The present study was conducted in a population living near a recycling plant for zinc and other metallic dusts to determine whether exposures to these substances were occurring and producing adverse health effects. The plant is situated in a suburb of Monterrey, which is the third most populous city in Mexico and the second most industrialized. A cross-sectional study design was used for the investigation, which was carried out from September 1994 to November 1994. Using cluster sampling procedures, homes in two areas were selected¾one exposed through proximity to the plant, and the other unexposed to serve as a control¾until the desired sample size was achieved (621 individuals, with an average of five per dwelling). A specially trained psychology student administered a questionnaire to an adult member of each family, soliciting data on the presence of acute and chronic infections, complications of pregnancy, and congenital diseases among the family members.
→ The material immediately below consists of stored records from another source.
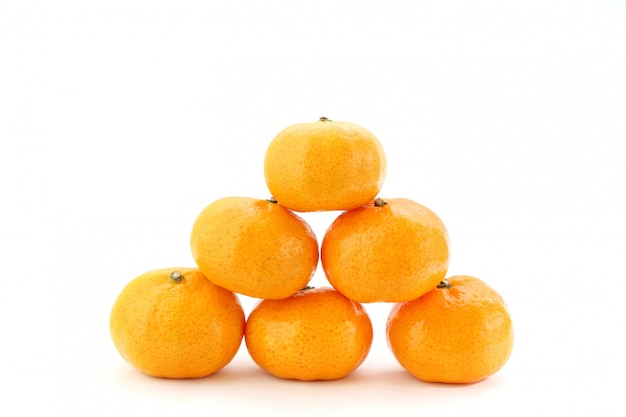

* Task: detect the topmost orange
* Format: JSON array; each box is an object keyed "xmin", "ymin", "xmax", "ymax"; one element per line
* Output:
[{"xmin": 264, "ymin": 117, "xmax": 387, "ymax": 212}]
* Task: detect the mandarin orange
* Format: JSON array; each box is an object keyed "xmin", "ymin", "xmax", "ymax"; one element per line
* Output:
[
  {"xmin": 244, "ymin": 286, "xmax": 373, "ymax": 381},
  {"xmin": 321, "ymin": 197, "xmax": 450, "ymax": 303},
  {"xmin": 190, "ymin": 196, "xmax": 318, "ymax": 299},
  {"xmin": 109, "ymin": 267, "xmax": 245, "ymax": 378},
  {"xmin": 263, "ymin": 117, "xmax": 387, "ymax": 212},
  {"xmin": 386, "ymin": 275, "xmax": 514, "ymax": 384}
]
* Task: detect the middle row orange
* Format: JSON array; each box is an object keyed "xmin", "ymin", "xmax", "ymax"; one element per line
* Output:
[{"xmin": 189, "ymin": 195, "xmax": 449, "ymax": 303}]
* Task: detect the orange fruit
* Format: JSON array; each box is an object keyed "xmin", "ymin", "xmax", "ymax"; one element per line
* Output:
[
  {"xmin": 386, "ymin": 275, "xmax": 514, "ymax": 384},
  {"xmin": 244, "ymin": 286, "xmax": 373, "ymax": 381},
  {"xmin": 190, "ymin": 196, "xmax": 319, "ymax": 299},
  {"xmin": 109, "ymin": 267, "xmax": 245, "ymax": 378},
  {"xmin": 263, "ymin": 117, "xmax": 387, "ymax": 212},
  {"xmin": 321, "ymin": 197, "xmax": 450, "ymax": 303}
]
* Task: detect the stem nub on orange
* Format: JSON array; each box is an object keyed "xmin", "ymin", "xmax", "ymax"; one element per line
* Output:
[
  {"xmin": 109, "ymin": 267, "xmax": 245, "ymax": 379},
  {"xmin": 386, "ymin": 275, "xmax": 514, "ymax": 384},
  {"xmin": 263, "ymin": 117, "xmax": 387, "ymax": 212}
]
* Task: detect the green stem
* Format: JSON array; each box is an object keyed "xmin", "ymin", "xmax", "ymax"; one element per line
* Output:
[
  {"xmin": 374, "ymin": 197, "xmax": 388, "ymax": 207},
  {"xmin": 169, "ymin": 271, "xmax": 183, "ymax": 283},
  {"xmin": 437, "ymin": 279, "xmax": 451, "ymax": 289}
]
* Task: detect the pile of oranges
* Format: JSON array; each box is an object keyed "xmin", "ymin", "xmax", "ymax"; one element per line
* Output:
[{"xmin": 110, "ymin": 117, "xmax": 514, "ymax": 384}]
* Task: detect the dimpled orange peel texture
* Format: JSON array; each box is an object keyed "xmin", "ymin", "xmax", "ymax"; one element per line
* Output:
[
  {"xmin": 110, "ymin": 267, "xmax": 245, "ymax": 378},
  {"xmin": 321, "ymin": 197, "xmax": 450, "ymax": 303},
  {"xmin": 386, "ymin": 275, "xmax": 514, "ymax": 383},
  {"xmin": 263, "ymin": 117, "xmax": 387, "ymax": 212},
  {"xmin": 244, "ymin": 286, "xmax": 374, "ymax": 380},
  {"xmin": 190, "ymin": 196, "xmax": 319, "ymax": 299}
]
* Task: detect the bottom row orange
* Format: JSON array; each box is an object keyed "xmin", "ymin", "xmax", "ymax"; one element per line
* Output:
[{"xmin": 110, "ymin": 268, "xmax": 513, "ymax": 384}]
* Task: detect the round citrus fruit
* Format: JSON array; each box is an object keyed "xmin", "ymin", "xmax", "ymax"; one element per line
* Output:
[
  {"xmin": 109, "ymin": 267, "xmax": 245, "ymax": 378},
  {"xmin": 245, "ymin": 286, "xmax": 373, "ymax": 381},
  {"xmin": 263, "ymin": 117, "xmax": 387, "ymax": 212},
  {"xmin": 190, "ymin": 196, "xmax": 319, "ymax": 299},
  {"xmin": 386, "ymin": 275, "xmax": 514, "ymax": 384},
  {"xmin": 321, "ymin": 197, "xmax": 450, "ymax": 303}
]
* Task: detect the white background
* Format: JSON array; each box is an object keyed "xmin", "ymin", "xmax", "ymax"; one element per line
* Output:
[{"xmin": 1, "ymin": 0, "xmax": 625, "ymax": 415}]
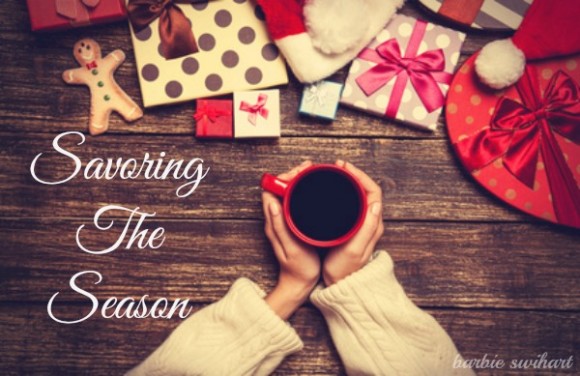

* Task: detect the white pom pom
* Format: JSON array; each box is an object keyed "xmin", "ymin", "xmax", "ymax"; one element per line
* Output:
[
  {"xmin": 475, "ymin": 39, "xmax": 526, "ymax": 89},
  {"xmin": 304, "ymin": 0, "xmax": 369, "ymax": 54}
]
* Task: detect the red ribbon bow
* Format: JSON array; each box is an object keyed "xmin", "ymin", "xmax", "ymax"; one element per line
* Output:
[
  {"xmin": 85, "ymin": 61, "xmax": 98, "ymax": 70},
  {"xmin": 127, "ymin": 0, "xmax": 200, "ymax": 60},
  {"xmin": 355, "ymin": 20, "xmax": 453, "ymax": 117},
  {"xmin": 239, "ymin": 94, "xmax": 269, "ymax": 125},
  {"xmin": 56, "ymin": 0, "xmax": 100, "ymax": 24},
  {"xmin": 194, "ymin": 104, "xmax": 231, "ymax": 123},
  {"xmin": 454, "ymin": 67, "xmax": 580, "ymax": 227}
]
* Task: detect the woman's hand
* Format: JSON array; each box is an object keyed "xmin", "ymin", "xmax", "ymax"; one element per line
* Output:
[
  {"xmin": 322, "ymin": 160, "xmax": 384, "ymax": 286},
  {"xmin": 263, "ymin": 161, "xmax": 320, "ymax": 320}
]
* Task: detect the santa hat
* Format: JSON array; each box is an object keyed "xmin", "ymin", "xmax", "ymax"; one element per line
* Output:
[
  {"xmin": 257, "ymin": 0, "xmax": 405, "ymax": 83},
  {"xmin": 475, "ymin": 0, "xmax": 580, "ymax": 89}
]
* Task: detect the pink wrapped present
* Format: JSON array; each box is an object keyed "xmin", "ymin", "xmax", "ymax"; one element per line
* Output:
[{"xmin": 341, "ymin": 14, "xmax": 465, "ymax": 131}]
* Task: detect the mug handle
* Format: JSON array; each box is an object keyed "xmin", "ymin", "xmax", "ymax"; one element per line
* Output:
[{"xmin": 261, "ymin": 173, "xmax": 288, "ymax": 197}]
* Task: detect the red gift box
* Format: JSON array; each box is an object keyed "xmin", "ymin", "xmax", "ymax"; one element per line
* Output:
[
  {"xmin": 194, "ymin": 99, "xmax": 233, "ymax": 139},
  {"xmin": 447, "ymin": 53, "xmax": 580, "ymax": 229},
  {"xmin": 26, "ymin": 0, "xmax": 127, "ymax": 32}
]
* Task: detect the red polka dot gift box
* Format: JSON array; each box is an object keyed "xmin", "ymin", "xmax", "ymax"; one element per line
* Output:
[
  {"xmin": 127, "ymin": 0, "xmax": 288, "ymax": 108},
  {"xmin": 340, "ymin": 14, "xmax": 465, "ymax": 132},
  {"xmin": 447, "ymin": 54, "xmax": 580, "ymax": 228}
]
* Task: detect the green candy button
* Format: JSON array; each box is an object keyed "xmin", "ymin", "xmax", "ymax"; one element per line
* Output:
[
  {"xmin": 104, "ymin": 95, "xmax": 111, "ymax": 101},
  {"xmin": 98, "ymin": 81, "xmax": 104, "ymax": 87},
  {"xmin": 92, "ymin": 69, "xmax": 98, "ymax": 75}
]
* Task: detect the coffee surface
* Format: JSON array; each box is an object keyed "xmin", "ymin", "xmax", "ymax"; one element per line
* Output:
[{"xmin": 289, "ymin": 170, "xmax": 361, "ymax": 242}]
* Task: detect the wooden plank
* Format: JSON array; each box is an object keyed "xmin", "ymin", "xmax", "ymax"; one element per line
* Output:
[
  {"xmin": 0, "ymin": 132, "xmax": 527, "ymax": 221},
  {"xmin": 0, "ymin": 3, "xmax": 490, "ymax": 139},
  {"xmin": 2, "ymin": 219, "xmax": 578, "ymax": 309},
  {"xmin": 0, "ymin": 304, "xmax": 576, "ymax": 375}
]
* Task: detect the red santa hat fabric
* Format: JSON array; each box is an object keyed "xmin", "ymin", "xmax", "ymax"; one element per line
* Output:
[
  {"xmin": 475, "ymin": 0, "xmax": 580, "ymax": 89},
  {"xmin": 257, "ymin": 0, "xmax": 405, "ymax": 83}
]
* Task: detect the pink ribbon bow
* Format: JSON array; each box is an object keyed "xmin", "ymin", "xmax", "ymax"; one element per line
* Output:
[
  {"xmin": 56, "ymin": 0, "xmax": 100, "ymax": 24},
  {"xmin": 239, "ymin": 94, "xmax": 269, "ymax": 125},
  {"xmin": 355, "ymin": 19, "xmax": 453, "ymax": 117}
]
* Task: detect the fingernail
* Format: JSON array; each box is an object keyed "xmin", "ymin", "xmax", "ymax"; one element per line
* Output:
[
  {"xmin": 336, "ymin": 159, "xmax": 345, "ymax": 167},
  {"xmin": 370, "ymin": 202, "xmax": 381, "ymax": 216},
  {"xmin": 269, "ymin": 202, "xmax": 280, "ymax": 216}
]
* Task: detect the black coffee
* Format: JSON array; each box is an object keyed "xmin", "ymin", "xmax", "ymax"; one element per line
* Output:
[{"xmin": 289, "ymin": 170, "xmax": 362, "ymax": 242}]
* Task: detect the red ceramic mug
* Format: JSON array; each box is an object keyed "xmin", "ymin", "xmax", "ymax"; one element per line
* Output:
[{"xmin": 261, "ymin": 164, "xmax": 367, "ymax": 247}]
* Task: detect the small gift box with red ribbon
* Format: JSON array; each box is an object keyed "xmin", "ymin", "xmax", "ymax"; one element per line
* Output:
[
  {"xmin": 127, "ymin": 0, "xmax": 288, "ymax": 108},
  {"xmin": 299, "ymin": 81, "xmax": 343, "ymax": 121},
  {"xmin": 447, "ymin": 54, "xmax": 580, "ymax": 229},
  {"xmin": 26, "ymin": 0, "xmax": 126, "ymax": 32},
  {"xmin": 234, "ymin": 89, "xmax": 280, "ymax": 138},
  {"xmin": 340, "ymin": 14, "xmax": 465, "ymax": 131},
  {"xmin": 194, "ymin": 99, "xmax": 233, "ymax": 139}
]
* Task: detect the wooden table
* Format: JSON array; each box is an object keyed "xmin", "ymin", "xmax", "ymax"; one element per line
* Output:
[{"xmin": 1, "ymin": 1, "xmax": 578, "ymax": 375}]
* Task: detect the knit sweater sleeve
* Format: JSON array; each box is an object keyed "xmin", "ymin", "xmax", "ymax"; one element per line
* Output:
[
  {"xmin": 310, "ymin": 251, "xmax": 475, "ymax": 376},
  {"xmin": 126, "ymin": 278, "xmax": 303, "ymax": 376}
]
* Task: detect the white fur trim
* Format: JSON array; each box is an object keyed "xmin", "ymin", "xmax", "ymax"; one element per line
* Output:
[
  {"xmin": 278, "ymin": 0, "xmax": 405, "ymax": 83},
  {"xmin": 304, "ymin": 0, "xmax": 369, "ymax": 54},
  {"xmin": 475, "ymin": 39, "xmax": 526, "ymax": 89}
]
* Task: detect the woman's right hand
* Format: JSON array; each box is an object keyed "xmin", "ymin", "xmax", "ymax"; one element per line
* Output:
[
  {"xmin": 263, "ymin": 161, "xmax": 321, "ymax": 320},
  {"xmin": 322, "ymin": 160, "xmax": 384, "ymax": 286}
]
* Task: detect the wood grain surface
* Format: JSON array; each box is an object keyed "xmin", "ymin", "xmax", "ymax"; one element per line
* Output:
[
  {"xmin": 1, "ymin": 219, "xmax": 579, "ymax": 310},
  {"xmin": 0, "ymin": 0, "xmax": 578, "ymax": 375},
  {"xmin": 1, "ymin": 305, "xmax": 578, "ymax": 375}
]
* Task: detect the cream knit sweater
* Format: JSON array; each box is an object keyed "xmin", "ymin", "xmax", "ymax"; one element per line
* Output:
[{"xmin": 127, "ymin": 252, "xmax": 475, "ymax": 376}]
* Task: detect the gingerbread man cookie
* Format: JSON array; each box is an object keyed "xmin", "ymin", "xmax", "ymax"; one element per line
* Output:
[{"xmin": 63, "ymin": 39, "xmax": 143, "ymax": 136}]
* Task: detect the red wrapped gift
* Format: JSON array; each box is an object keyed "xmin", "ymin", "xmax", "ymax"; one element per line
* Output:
[
  {"xmin": 194, "ymin": 99, "xmax": 233, "ymax": 139},
  {"xmin": 447, "ymin": 53, "xmax": 580, "ymax": 229},
  {"xmin": 26, "ymin": 0, "xmax": 127, "ymax": 32}
]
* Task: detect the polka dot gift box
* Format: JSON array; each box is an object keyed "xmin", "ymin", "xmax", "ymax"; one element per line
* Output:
[
  {"xmin": 340, "ymin": 14, "xmax": 465, "ymax": 131},
  {"xmin": 447, "ymin": 54, "xmax": 580, "ymax": 229},
  {"xmin": 127, "ymin": 0, "xmax": 288, "ymax": 108}
]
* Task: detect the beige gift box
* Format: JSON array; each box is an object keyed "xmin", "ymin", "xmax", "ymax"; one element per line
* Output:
[
  {"xmin": 234, "ymin": 89, "xmax": 280, "ymax": 138},
  {"xmin": 128, "ymin": 0, "xmax": 288, "ymax": 107}
]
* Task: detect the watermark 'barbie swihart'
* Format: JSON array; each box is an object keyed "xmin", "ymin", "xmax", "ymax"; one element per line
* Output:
[{"xmin": 454, "ymin": 353, "xmax": 574, "ymax": 370}]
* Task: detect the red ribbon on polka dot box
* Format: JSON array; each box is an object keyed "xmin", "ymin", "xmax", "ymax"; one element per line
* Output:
[
  {"xmin": 340, "ymin": 14, "xmax": 465, "ymax": 131},
  {"xmin": 447, "ymin": 53, "xmax": 580, "ymax": 229},
  {"xmin": 128, "ymin": 0, "xmax": 288, "ymax": 108}
]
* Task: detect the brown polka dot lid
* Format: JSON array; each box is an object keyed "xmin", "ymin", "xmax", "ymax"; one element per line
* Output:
[{"xmin": 446, "ymin": 52, "xmax": 580, "ymax": 229}]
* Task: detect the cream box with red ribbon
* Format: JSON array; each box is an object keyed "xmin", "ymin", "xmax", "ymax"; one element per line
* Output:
[
  {"xmin": 234, "ymin": 89, "xmax": 280, "ymax": 138},
  {"xmin": 340, "ymin": 14, "xmax": 465, "ymax": 131},
  {"xmin": 127, "ymin": 0, "xmax": 288, "ymax": 108},
  {"xmin": 27, "ymin": 0, "xmax": 127, "ymax": 32}
]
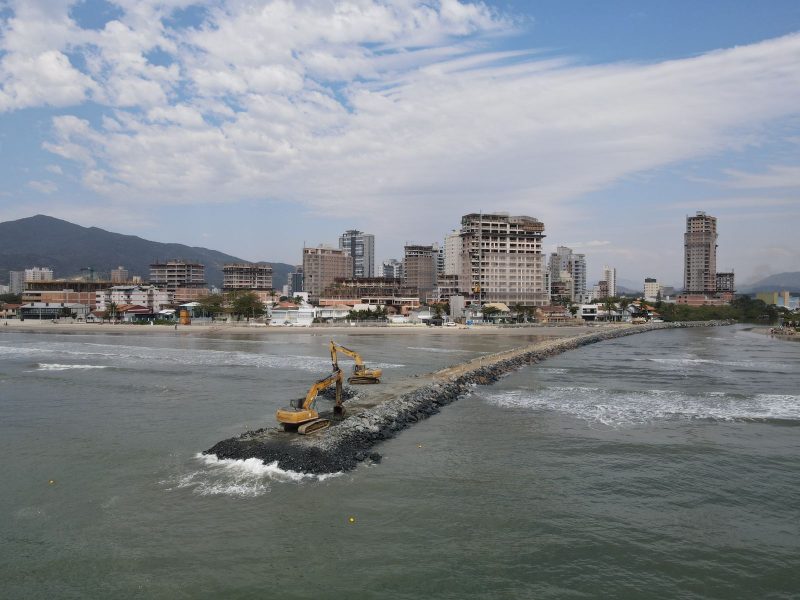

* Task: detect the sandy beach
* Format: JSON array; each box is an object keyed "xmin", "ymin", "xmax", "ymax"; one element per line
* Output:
[{"xmin": 0, "ymin": 318, "xmax": 600, "ymax": 337}]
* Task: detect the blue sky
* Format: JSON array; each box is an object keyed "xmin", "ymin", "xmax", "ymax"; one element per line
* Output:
[{"xmin": 1, "ymin": 1, "xmax": 799, "ymax": 287}]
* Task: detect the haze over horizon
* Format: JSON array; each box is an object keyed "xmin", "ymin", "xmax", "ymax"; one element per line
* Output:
[{"xmin": 1, "ymin": 1, "xmax": 799, "ymax": 286}]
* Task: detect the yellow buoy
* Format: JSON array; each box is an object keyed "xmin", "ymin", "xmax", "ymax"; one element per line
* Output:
[{"xmin": 348, "ymin": 516, "xmax": 356, "ymax": 524}]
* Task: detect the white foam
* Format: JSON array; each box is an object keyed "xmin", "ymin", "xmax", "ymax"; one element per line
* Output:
[
  {"xmin": 35, "ymin": 363, "xmax": 109, "ymax": 371},
  {"xmin": 407, "ymin": 346, "xmax": 477, "ymax": 354},
  {"xmin": 164, "ymin": 454, "xmax": 341, "ymax": 497},
  {"xmin": 484, "ymin": 387, "xmax": 800, "ymax": 427}
]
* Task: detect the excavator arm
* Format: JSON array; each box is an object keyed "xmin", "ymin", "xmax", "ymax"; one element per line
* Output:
[
  {"xmin": 329, "ymin": 340, "xmax": 382, "ymax": 384},
  {"xmin": 276, "ymin": 368, "xmax": 344, "ymax": 434}
]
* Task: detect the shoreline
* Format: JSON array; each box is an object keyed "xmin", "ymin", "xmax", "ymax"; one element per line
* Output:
[
  {"xmin": 207, "ymin": 320, "xmax": 733, "ymax": 474},
  {"xmin": 0, "ymin": 318, "xmax": 595, "ymax": 337}
]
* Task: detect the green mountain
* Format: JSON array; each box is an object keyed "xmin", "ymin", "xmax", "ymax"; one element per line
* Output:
[
  {"xmin": 0, "ymin": 215, "xmax": 295, "ymax": 289},
  {"xmin": 740, "ymin": 272, "xmax": 800, "ymax": 294}
]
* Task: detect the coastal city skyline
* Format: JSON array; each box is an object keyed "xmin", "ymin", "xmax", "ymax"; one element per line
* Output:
[{"xmin": 1, "ymin": 1, "xmax": 799, "ymax": 285}]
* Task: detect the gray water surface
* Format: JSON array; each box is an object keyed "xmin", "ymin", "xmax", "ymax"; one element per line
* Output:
[{"xmin": 1, "ymin": 326, "xmax": 798, "ymax": 598}]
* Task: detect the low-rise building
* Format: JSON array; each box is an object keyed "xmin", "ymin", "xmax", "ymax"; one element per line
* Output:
[
  {"xmin": 96, "ymin": 285, "xmax": 173, "ymax": 313},
  {"xmin": 319, "ymin": 277, "xmax": 420, "ymax": 314},
  {"xmin": 20, "ymin": 302, "xmax": 90, "ymax": 320}
]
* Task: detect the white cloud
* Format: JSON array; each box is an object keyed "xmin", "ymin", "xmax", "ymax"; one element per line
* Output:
[
  {"xmin": 722, "ymin": 165, "xmax": 800, "ymax": 189},
  {"xmin": 27, "ymin": 179, "xmax": 58, "ymax": 194},
  {"xmin": 2, "ymin": 1, "xmax": 800, "ymax": 258}
]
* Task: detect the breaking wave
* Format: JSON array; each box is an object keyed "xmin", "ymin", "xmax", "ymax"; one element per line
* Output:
[
  {"xmin": 0, "ymin": 343, "xmax": 402, "ymax": 372},
  {"xmin": 164, "ymin": 453, "xmax": 341, "ymax": 497},
  {"xmin": 484, "ymin": 387, "xmax": 800, "ymax": 427},
  {"xmin": 34, "ymin": 363, "xmax": 109, "ymax": 371}
]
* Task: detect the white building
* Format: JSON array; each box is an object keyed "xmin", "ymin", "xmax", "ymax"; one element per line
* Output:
[
  {"xmin": 443, "ymin": 230, "xmax": 462, "ymax": 276},
  {"xmin": 549, "ymin": 247, "xmax": 586, "ymax": 302},
  {"xmin": 96, "ymin": 285, "xmax": 173, "ymax": 312},
  {"xmin": 9, "ymin": 271, "xmax": 25, "ymax": 295},
  {"xmin": 25, "ymin": 267, "xmax": 54, "ymax": 282},
  {"xmin": 644, "ymin": 278, "xmax": 664, "ymax": 302},
  {"xmin": 602, "ymin": 265, "xmax": 617, "ymax": 297}
]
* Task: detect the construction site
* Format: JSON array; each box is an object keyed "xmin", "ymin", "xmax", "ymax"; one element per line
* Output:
[{"xmin": 205, "ymin": 320, "xmax": 733, "ymax": 474}]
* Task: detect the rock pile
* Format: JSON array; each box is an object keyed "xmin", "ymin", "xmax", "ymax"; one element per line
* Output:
[{"xmin": 205, "ymin": 320, "xmax": 731, "ymax": 474}]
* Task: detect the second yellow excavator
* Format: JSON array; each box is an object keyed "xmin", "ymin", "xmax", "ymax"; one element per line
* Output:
[
  {"xmin": 276, "ymin": 367, "xmax": 344, "ymax": 434},
  {"xmin": 329, "ymin": 340, "xmax": 382, "ymax": 384}
]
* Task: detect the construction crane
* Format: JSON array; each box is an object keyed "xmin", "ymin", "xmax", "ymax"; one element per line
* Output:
[
  {"xmin": 276, "ymin": 368, "xmax": 344, "ymax": 435},
  {"xmin": 329, "ymin": 340, "xmax": 382, "ymax": 384}
]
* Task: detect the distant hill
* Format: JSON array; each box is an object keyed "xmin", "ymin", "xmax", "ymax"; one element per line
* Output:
[
  {"xmin": 739, "ymin": 272, "xmax": 800, "ymax": 294},
  {"xmin": 0, "ymin": 215, "xmax": 294, "ymax": 288}
]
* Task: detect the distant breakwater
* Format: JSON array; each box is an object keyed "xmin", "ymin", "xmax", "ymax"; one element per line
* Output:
[{"xmin": 205, "ymin": 321, "xmax": 732, "ymax": 474}]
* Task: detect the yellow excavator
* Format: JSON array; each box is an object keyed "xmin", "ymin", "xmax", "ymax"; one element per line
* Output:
[
  {"xmin": 329, "ymin": 340, "xmax": 382, "ymax": 384},
  {"xmin": 276, "ymin": 367, "xmax": 344, "ymax": 434}
]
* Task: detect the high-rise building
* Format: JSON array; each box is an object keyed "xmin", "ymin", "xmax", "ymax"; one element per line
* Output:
[
  {"xmin": 111, "ymin": 266, "xmax": 129, "ymax": 283},
  {"xmin": 459, "ymin": 213, "xmax": 548, "ymax": 306},
  {"xmin": 382, "ymin": 259, "xmax": 403, "ymax": 280},
  {"xmin": 548, "ymin": 246, "xmax": 585, "ymax": 302},
  {"xmin": 443, "ymin": 230, "xmax": 462, "ymax": 276},
  {"xmin": 303, "ymin": 246, "xmax": 353, "ymax": 302},
  {"xmin": 288, "ymin": 266, "xmax": 304, "ymax": 295},
  {"xmin": 435, "ymin": 242, "xmax": 445, "ymax": 275},
  {"xmin": 223, "ymin": 263, "xmax": 273, "ymax": 290},
  {"xmin": 602, "ymin": 265, "xmax": 617, "ymax": 297},
  {"xmin": 684, "ymin": 211, "xmax": 718, "ymax": 294},
  {"xmin": 403, "ymin": 245, "xmax": 438, "ymax": 302},
  {"xmin": 338, "ymin": 230, "xmax": 375, "ymax": 278},
  {"xmin": 24, "ymin": 267, "xmax": 54, "ymax": 282},
  {"xmin": 9, "ymin": 271, "xmax": 24, "ymax": 295}
]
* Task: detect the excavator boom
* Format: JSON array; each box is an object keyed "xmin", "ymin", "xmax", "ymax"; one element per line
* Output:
[{"xmin": 329, "ymin": 340, "xmax": 382, "ymax": 384}]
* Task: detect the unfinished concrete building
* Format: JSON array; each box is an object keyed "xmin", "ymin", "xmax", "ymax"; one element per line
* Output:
[{"xmin": 459, "ymin": 213, "xmax": 548, "ymax": 307}]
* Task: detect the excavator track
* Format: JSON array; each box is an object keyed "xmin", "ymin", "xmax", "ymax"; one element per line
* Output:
[
  {"xmin": 348, "ymin": 376, "xmax": 380, "ymax": 385},
  {"xmin": 297, "ymin": 419, "xmax": 330, "ymax": 435}
]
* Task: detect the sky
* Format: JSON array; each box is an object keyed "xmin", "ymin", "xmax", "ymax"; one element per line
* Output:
[{"xmin": 1, "ymin": 0, "xmax": 799, "ymax": 288}]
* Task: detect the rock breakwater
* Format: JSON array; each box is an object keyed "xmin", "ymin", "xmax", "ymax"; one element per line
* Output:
[{"xmin": 205, "ymin": 321, "xmax": 731, "ymax": 474}]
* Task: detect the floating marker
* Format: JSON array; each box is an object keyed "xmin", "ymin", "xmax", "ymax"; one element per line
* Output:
[
  {"xmin": 348, "ymin": 516, "xmax": 356, "ymax": 524},
  {"xmin": 48, "ymin": 479, "xmax": 55, "ymax": 485}
]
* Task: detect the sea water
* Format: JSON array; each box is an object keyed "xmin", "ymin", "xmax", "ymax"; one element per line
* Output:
[{"xmin": 0, "ymin": 326, "xmax": 797, "ymax": 598}]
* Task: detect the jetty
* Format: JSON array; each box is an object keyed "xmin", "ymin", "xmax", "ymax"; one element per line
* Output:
[{"xmin": 205, "ymin": 321, "xmax": 731, "ymax": 474}]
One hundred twenty-seven questionnaires were administered in the exposed population, yielding information on 596 individuals. In the unexposed population, 147 questionnaires were administered furnishing data on 743 individuals. The sex and age distributions of the two populations were similar. The unexposed population had a slightly longer average duration of residence. The most common health problems in the exposed population were irritation of the eyes and upper respiratory tract, allergies, sleep disturbances, bronchitis, excessive fatigue, skin problems, otitis, and anemia. The exposed population had significantly higher risks for skin eruptions and diseases, excessive fatigue, sleep disturbances, upper respiratory infections, otitis, bronchitis, and allergies. Exposed and unexposed women had comparable prevalences of obstetrical problems, spontaneous abortions, congenitally malformed offspring, and low birthweight. The questionnaire used to detect health problems has low sensitivity and may have generated underestimates of some conditions. Nevertheless, the analysis controlled for several different biases, and thus it can be concluded that a positive association exists between environmental exposure to these wastes and increased risk of disease.